El Coleccionista
Edwin Yllescas
Gabriel Otero analizó miles de botellas tratando de encontrar una que apenas recordaba. Todo fue inútil. No pudo hallarla y esto lo entristecía. Se le ocurrió que hasta ahora sólo había revisado botellas destinadas a la preservación de licores de cualquier naturaleza. No le quedaba mucho tiempo, pero lo dedicó al análisis de cualquier frasco de vidrio destinado al envase de medicamentos, y para evitar su desánimo anterior , extendió su pesquisa a cualquier recipiente de vidrio para la presentación de alimentos sólidos, gaseosos, o líquidos. Incluso, cualquier clase de probeta ?sin importar su forma o contenido? fue objeto de su minucioso examen. Sus capacidades de búsqueda, encuentro y análisis eran pasmosas. Cuando alguien le sugirió que se auxiliara con el Código Internacional Arancelario de Bruselas, o con cualquiera homónimo hispanoamericano, asiático, africano, o indio, apenas lo quedó viendo con una pequeña sonrisa. Una sonrisa que no quería decir nada ni decía nada. Fue una sonrisa del montón y como todas ellas en su mudez decía lo que a nadie le importa; especialmente en este caso , donde el azar burlaba toda sabiduría.
Las últimas veinticuatro horas en la vida de Gabriel, lejos de lo que se pueda creer, no fueron frenéticas.
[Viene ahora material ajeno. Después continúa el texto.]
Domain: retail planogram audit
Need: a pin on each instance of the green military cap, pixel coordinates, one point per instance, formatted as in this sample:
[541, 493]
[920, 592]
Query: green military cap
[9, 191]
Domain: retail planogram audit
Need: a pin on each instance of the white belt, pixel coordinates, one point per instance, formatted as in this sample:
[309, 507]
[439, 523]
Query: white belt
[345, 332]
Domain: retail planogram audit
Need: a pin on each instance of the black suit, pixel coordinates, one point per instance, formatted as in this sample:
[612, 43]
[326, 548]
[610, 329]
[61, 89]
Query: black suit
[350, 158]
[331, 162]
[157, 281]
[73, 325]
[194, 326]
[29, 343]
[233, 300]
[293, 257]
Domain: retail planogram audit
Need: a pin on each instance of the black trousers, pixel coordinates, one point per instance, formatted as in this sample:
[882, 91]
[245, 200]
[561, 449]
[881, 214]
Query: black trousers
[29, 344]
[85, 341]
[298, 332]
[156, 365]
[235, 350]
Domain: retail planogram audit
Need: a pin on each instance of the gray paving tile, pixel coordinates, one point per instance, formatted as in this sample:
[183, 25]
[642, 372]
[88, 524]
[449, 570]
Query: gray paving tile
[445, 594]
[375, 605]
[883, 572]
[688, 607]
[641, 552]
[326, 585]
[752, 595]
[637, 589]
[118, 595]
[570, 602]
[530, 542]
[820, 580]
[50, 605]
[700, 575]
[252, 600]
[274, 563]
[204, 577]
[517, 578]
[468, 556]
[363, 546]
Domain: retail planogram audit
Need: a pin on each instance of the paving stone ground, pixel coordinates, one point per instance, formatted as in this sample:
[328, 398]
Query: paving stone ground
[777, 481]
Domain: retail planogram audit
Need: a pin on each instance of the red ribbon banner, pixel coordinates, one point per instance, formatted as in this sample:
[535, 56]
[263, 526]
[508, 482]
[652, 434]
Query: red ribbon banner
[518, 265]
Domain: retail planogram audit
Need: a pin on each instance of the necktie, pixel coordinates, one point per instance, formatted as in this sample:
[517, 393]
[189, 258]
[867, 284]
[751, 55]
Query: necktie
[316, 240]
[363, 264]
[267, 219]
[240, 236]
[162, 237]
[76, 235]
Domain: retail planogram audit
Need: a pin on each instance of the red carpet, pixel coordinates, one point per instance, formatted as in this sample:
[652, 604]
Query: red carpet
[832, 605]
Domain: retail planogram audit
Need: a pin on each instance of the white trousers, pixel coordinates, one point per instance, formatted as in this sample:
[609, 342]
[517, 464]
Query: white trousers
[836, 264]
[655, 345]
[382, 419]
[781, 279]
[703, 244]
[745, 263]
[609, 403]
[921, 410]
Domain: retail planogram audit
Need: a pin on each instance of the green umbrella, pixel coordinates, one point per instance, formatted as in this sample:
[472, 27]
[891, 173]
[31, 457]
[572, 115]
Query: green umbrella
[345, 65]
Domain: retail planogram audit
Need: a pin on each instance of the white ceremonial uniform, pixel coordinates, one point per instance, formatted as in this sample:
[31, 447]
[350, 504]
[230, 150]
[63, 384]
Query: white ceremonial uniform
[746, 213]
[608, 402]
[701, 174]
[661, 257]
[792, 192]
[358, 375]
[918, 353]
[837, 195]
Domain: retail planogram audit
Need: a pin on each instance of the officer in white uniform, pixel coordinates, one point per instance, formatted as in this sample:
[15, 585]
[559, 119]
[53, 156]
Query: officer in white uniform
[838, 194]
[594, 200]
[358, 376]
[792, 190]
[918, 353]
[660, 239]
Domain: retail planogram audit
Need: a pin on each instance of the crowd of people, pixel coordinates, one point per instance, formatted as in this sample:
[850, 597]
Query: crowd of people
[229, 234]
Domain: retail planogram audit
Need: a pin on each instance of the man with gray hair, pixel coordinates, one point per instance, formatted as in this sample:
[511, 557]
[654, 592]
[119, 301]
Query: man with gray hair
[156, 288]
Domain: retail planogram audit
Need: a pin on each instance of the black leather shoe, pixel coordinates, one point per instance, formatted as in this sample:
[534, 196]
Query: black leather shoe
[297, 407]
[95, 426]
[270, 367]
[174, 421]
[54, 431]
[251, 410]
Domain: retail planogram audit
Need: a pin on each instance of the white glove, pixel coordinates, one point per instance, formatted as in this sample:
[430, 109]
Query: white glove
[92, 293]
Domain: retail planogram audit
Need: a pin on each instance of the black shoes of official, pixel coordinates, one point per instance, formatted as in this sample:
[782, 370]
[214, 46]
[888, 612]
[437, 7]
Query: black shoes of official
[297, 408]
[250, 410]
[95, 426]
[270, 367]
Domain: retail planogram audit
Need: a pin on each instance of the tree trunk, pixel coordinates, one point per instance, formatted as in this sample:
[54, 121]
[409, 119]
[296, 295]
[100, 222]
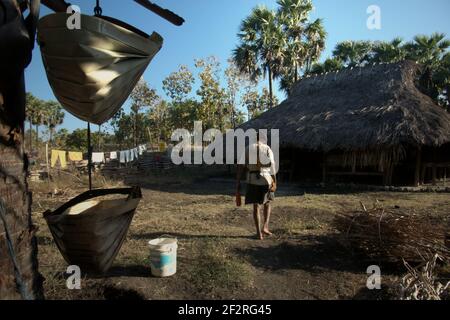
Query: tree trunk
[31, 137]
[37, 137]
[270, 87]
[19, 278]
[51, 136]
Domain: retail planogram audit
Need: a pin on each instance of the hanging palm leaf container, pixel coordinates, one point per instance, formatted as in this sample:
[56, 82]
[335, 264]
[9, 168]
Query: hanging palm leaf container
[92, 70]
[90, 230]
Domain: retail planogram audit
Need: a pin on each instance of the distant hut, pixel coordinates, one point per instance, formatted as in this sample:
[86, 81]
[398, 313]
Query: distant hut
[368, 124]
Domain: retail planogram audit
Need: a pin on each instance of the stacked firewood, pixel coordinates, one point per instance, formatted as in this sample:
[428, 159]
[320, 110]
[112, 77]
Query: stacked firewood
[393, 235]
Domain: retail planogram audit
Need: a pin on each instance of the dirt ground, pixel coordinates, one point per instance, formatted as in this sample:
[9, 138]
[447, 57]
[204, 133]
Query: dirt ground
[218, 257]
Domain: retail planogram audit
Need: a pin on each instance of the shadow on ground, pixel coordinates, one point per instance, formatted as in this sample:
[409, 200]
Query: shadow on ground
[315, 254]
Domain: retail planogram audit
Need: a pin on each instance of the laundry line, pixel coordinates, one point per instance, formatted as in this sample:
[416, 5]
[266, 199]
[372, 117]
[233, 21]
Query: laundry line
[125, 156]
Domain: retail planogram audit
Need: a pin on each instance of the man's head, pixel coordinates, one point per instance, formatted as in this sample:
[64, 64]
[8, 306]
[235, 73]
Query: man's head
[261, 136]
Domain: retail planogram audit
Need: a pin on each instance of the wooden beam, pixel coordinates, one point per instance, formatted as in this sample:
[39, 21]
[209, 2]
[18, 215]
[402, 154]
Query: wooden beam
[417, 174]
[163, 13]
[56, 5]
[324, 169]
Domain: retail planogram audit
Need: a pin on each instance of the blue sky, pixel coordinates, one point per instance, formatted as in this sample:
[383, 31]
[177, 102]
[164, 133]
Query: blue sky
[211, 27]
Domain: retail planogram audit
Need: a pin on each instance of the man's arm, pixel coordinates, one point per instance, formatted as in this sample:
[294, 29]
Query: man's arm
[240, 171]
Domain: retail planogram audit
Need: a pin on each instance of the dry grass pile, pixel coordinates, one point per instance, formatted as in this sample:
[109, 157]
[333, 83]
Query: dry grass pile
[421, 283]
[392, 235]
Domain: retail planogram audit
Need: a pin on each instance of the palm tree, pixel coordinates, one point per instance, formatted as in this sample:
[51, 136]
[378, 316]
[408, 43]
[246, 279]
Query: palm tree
[40, 113]
[441, 78]
[389, 52]
[245, 58]
[54, 116]
[293, 14]
[354, 53]
[329, 65]
[316, 37]
[261, 45]
[30, 114]
[430, 52]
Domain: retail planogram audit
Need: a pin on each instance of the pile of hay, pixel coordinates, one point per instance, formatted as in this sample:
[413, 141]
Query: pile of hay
[391, 235]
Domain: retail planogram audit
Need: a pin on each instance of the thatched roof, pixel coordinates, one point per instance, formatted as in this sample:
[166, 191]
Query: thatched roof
[372, 107]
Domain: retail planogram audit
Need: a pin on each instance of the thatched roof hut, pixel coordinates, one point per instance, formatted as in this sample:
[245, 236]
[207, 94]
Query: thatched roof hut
[373, 112]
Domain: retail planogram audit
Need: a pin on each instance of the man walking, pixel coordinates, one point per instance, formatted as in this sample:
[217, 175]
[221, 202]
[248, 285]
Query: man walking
[259, 162]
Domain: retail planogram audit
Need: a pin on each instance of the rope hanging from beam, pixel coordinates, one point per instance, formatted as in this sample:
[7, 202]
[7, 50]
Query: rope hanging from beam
[98, 11]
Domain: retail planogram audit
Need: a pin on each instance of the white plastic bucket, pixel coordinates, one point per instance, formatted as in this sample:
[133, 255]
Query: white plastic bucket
[163, 256]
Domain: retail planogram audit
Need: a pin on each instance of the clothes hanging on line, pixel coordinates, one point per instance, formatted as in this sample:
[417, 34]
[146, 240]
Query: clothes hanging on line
[98, 157]
[123, 157]
[75, 156]
[142, 148]
[58, 155]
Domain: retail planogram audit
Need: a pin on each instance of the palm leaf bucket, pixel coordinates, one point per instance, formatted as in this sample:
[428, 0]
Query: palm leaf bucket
[89, 230]
[92, 70]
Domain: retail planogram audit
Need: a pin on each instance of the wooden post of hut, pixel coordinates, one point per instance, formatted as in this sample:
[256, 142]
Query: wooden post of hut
[417, 175]
[324, 168]
[19, 277]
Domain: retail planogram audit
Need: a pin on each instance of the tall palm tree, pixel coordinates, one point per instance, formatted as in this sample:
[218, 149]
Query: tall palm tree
[30, 114]
[388, 52]
[316, 37]
[430, 52]
[39, 115]
[261, 45]
[245, 57]
[329, 65]
[293, 14]
[54, 116]
[354, 53]
[441, 78]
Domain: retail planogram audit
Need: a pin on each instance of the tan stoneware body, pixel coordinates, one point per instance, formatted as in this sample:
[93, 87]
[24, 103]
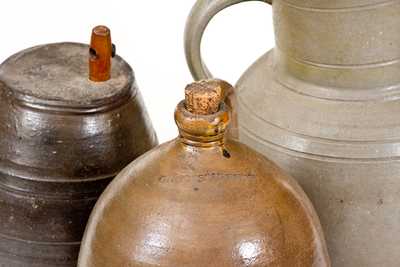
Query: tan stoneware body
[324, 105]
[200, 200]
[62, 140]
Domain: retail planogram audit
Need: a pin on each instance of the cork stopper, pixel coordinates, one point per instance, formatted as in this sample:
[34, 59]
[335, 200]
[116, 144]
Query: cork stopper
[101, 52]
[204, 97]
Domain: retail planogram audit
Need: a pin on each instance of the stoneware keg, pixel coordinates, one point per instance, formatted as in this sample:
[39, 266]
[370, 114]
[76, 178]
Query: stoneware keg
[323, 104]
[202, 200]
[63, 137]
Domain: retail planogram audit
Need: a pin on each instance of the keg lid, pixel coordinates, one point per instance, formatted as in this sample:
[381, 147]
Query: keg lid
[59, 73]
Lo invadió la paz. La dicha del final. Dividió su tiempo en tres partes irregulares. La primera la dedicó a olvidar sus búsquedas anteriores. La segunda, a despedirse de su amigo Eduardo Torres. Le decía: «mi querido amigo, mi hermano, mi maestro» ?cualquier cosa que sonara a solidaridad?, pero siempre supo que Eduardo era un ser enteramente desprotegido. Un abandonado de la nada. Un huraño del afecto. Una hoja arrastrada por las faldas que van y vienen. De sus últimas horas pasadas en vela sólo se retienen unas palabras. ?El tiempo se evanesce y yo debo regresar a mi mundo. A la botella que me trajo a la costa de este lugar. Eduardo no me necesita más?.